The Norman Wells Land Corporation, the GNWT and the federal government signed a self-government agreement-in-principle Wednesday at the Legion in Norman Wells. A lot of heavy lifting was done to get to this point says negotiator and director with the land corporation Margaret McDonald.
“The hardest, the heaviest is done,” she says. “It’s very emotional. It’s also very, very exciting because we’ve reached a milestone. We’re halfway. We’ve got a bit of work left to do before we do our final.”
Negotiations began in 2007. Wednesday’s signing brings the Sahtu Dene and Metis closer to the goal of governing their own community says negotiator in chief Larry Tourangeau.
“It’s all about protecting the rights of the Dene and the Metis people of which our members consist of.
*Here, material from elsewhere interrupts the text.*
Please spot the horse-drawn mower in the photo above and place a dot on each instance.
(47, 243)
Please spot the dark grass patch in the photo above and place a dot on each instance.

So we determine our own citizens, we determine how elections are going to be run,” he says. “It gives us an opportunity to have a say in the things that really affect us as Aboriginal people.”
With a population of 760, 37 per cent of whom identify as Indigenous, the community of Norman Wells is also home to 300 members of the Norman Wells Land Corporation. The fact that the Sahtu Metis and Dene are a minority in the community is a factor in the time it’s taken to get to this stage says Lisa McDonald.
“It’s been a struggle, it’s been hard to get to where we are today because of that fact but I’m so proud of where we are today.”
Premier Bob McLeod says it is good to see broad support of the agreement because of historical opposition in the community.
“Everybody seems supportive of it. It took a lot of hard work to do that, because at one point there was a lot of opposition to self-government agreements, especially in Norman Wells.”
The Sahtu region now has two communities either already self-governing or close to it. Deline began to self-govern in 2014 and Sahtu MLA Daniel McNeely says it is a model for other communities.
“So you have, now, a track record. This is something that’s been talked about for many years throughout the Northwest Territories and now it’s a reality and it’s a model to look at for future generations and future self-governing structures for other communities.”
While not legally binding, the agreement signed Wednesday is the foundation for the next stage of negotiations. The text has not yet been shared with the public.